Simmel, then, by pointing to the nature of money as a "claim upon society" in units of account set by its "highest representative," effectively introduces the role of a collective authority, rather than the spontaneous coordination of private actors, in the production of money. And he suggests none other than the modern state as the strongest expression of monetary authority. But the nature of that authority is more specific than what Simmel had in mind. It is, according to neochartalists, fiscal. This has important implications for a theory of money.
In this tax-centered view of monetary processes, the nature of modern money is "chartalist," to use Knapp's term (1924): it is a token claim to value whose unit of account and acceptability is enforced by the state through fiscal policy. What matters to money is that it is denominated in the monetary units prescribed by the state, or, as Keynes has it: "[M]oney-of-account is the description or title and the money is the thing which answers that description.... [The state] claims the right to declare what thing corresponds to the name" (1930: 4). In modern capitalism, whatever currency the state will ask its citizens to pay taxes in, that currency will become money.

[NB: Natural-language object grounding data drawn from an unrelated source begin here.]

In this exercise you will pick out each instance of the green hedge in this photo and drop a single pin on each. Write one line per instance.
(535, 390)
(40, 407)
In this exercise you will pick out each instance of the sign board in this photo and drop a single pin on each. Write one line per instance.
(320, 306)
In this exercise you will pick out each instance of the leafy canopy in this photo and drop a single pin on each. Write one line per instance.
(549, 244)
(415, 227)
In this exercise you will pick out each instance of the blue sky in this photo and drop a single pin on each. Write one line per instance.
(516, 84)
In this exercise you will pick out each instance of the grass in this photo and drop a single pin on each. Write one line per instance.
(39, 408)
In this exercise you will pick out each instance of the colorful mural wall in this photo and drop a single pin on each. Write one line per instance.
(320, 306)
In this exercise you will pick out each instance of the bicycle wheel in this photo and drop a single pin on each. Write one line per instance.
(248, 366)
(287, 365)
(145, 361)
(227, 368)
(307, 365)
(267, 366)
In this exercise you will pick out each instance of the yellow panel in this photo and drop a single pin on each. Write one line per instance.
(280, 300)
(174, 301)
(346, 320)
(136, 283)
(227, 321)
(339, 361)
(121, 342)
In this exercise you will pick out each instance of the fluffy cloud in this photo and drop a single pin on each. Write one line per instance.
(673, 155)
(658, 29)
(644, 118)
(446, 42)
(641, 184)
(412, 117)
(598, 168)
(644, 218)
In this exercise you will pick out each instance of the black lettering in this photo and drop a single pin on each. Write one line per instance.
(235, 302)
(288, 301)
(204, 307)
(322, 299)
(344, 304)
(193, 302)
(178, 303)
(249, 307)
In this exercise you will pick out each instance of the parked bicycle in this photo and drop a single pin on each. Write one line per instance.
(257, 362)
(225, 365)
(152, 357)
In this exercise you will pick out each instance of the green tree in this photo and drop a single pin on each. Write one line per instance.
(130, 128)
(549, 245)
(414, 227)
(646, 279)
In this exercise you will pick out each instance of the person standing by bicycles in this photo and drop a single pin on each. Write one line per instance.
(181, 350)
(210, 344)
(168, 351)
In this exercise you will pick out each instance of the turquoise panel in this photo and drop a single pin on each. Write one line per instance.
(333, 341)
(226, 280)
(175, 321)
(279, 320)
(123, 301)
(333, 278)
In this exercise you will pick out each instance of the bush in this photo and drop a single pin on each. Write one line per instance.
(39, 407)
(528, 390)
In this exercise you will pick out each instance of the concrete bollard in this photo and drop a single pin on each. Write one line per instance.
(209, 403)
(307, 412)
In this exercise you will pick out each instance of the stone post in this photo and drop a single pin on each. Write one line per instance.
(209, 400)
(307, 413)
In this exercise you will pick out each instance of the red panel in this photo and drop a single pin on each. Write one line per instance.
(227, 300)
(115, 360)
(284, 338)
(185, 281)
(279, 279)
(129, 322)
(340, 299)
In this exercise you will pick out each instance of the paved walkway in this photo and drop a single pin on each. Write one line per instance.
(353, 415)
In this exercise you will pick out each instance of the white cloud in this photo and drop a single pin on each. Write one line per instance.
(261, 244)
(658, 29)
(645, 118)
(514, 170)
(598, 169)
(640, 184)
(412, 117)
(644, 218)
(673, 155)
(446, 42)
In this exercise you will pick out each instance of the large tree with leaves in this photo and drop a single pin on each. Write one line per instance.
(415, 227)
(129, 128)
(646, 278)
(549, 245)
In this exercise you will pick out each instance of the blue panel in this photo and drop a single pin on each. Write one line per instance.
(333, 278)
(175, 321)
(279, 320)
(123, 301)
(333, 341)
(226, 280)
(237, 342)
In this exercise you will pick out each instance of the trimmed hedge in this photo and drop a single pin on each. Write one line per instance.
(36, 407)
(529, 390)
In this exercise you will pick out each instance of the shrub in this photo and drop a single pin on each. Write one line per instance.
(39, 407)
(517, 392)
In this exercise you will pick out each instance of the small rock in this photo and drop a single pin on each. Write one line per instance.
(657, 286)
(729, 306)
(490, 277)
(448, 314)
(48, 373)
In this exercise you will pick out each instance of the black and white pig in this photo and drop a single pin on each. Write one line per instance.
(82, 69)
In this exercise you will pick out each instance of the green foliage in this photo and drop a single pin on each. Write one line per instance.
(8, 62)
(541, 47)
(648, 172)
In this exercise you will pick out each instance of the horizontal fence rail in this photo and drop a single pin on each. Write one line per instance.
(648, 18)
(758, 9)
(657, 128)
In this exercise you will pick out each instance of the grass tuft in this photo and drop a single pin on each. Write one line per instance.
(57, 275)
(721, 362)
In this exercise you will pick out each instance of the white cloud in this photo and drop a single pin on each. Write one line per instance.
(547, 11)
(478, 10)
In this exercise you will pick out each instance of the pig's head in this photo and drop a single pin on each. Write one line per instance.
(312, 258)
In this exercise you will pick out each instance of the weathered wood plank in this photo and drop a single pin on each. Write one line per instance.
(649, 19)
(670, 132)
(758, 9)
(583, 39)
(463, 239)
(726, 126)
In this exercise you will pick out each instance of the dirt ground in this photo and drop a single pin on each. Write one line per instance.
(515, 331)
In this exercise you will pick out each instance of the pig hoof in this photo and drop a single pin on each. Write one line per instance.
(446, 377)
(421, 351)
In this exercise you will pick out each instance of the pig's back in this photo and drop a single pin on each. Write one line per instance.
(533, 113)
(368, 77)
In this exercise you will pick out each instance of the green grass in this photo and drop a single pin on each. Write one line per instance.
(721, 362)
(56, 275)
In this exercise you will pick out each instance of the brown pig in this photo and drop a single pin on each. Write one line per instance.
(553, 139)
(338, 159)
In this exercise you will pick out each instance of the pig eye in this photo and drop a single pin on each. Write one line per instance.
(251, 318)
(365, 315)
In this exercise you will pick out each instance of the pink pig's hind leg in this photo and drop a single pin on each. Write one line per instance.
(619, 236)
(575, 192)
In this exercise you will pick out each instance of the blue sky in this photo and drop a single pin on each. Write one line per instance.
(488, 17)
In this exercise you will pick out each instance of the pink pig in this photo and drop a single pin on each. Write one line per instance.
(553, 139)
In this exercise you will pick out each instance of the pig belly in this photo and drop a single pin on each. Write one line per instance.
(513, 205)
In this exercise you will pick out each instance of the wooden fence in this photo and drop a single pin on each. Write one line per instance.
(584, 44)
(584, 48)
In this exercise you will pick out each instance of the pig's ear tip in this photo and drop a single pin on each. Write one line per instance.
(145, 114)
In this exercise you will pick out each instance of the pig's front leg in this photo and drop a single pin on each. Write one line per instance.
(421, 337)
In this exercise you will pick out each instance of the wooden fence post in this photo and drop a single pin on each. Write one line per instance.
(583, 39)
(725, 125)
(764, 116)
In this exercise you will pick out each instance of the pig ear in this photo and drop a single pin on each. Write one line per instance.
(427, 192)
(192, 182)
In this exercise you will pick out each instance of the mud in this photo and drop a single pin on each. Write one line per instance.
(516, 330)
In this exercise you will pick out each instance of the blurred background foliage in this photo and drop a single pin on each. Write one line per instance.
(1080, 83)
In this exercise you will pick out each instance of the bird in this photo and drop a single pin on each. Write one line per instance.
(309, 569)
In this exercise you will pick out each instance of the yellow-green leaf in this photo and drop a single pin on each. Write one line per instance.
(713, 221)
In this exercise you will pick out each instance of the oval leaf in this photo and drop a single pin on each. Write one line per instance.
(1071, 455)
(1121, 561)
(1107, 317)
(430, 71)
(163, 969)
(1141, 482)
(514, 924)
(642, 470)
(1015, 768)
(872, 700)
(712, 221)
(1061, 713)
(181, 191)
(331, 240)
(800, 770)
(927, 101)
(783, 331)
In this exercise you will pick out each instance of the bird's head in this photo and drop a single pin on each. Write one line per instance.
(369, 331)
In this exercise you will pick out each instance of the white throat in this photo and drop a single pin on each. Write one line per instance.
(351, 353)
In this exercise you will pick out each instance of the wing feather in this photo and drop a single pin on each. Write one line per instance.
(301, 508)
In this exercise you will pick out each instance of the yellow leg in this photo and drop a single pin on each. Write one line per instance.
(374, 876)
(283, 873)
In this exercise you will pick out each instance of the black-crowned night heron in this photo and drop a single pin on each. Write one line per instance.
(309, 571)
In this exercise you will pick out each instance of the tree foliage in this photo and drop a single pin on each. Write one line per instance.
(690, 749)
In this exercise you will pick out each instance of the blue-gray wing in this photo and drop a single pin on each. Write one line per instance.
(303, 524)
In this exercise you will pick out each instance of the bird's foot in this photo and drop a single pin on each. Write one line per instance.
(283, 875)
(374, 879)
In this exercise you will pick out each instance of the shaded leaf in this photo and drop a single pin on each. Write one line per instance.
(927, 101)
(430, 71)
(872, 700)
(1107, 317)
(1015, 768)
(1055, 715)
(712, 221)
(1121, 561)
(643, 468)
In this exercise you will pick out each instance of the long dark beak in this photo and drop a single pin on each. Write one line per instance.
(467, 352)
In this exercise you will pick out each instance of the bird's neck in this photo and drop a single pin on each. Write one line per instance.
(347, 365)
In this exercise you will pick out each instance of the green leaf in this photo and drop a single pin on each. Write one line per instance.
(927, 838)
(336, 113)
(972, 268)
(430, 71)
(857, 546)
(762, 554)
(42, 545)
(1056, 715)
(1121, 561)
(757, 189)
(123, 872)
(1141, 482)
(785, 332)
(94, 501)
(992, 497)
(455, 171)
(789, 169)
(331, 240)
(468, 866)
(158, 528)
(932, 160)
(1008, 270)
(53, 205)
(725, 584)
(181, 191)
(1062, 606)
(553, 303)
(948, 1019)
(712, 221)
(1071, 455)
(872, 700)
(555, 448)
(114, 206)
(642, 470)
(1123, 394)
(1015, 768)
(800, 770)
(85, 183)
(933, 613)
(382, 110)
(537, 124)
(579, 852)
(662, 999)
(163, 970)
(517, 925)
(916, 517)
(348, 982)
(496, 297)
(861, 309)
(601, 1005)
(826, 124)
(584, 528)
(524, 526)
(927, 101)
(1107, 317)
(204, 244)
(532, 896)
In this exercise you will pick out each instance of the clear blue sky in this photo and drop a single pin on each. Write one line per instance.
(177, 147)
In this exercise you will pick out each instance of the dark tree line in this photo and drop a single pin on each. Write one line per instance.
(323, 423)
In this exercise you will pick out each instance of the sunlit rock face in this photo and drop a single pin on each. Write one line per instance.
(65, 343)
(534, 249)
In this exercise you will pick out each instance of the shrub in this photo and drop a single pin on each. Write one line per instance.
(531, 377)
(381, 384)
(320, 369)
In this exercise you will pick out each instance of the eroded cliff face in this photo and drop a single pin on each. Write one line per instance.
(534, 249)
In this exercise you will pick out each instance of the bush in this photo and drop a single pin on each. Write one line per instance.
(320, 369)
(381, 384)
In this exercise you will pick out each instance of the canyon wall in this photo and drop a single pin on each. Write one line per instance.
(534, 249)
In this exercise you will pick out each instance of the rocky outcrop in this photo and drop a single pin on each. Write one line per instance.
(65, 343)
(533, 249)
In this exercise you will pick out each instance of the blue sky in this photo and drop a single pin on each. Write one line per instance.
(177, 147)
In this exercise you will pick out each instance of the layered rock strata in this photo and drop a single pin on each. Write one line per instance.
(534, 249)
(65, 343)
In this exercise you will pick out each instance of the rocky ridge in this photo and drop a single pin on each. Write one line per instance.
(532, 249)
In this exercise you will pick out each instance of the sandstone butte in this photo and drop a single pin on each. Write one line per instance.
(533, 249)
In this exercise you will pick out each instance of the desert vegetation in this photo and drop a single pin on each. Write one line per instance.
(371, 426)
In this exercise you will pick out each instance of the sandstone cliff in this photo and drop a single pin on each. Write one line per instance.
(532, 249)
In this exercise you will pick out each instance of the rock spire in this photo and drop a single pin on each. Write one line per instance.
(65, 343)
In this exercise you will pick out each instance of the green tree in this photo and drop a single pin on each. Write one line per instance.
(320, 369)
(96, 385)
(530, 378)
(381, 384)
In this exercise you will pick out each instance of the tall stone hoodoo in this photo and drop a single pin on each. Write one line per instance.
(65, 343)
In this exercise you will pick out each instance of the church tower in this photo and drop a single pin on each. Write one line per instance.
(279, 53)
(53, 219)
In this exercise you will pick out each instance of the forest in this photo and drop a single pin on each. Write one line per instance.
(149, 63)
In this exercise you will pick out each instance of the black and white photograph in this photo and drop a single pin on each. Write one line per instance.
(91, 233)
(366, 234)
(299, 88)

The neochartalist perspective as a consequence puts much emphasis on the fiscal origins of money, and the coercive aspects of revenue extraction. To be sure, the acceptance of legal tender can be enforced by the state's legal system—but it is ultimately the state's fiscal capacity that grounds the monetary system (a point clearly articulated by Knapp). Moreover, because the money issued by the state acquires liquidity within the political boundaries of the state, it also serves as a "reserve" for the private issue of monetary and nonmonetary instruments (Wray 1999). The money of the state thus becomes the most desirable and safest in a hierarchy of money because it is the currency that is most acceptable and most liquid (Bell 2001). The concentration of political authority in the hands of the state has historically led to the rise and institutionalization of national currencies as the dominant form of monetary exchange and, most important, of accounting for value (Ingham 1999, 2001, 2004, 2006).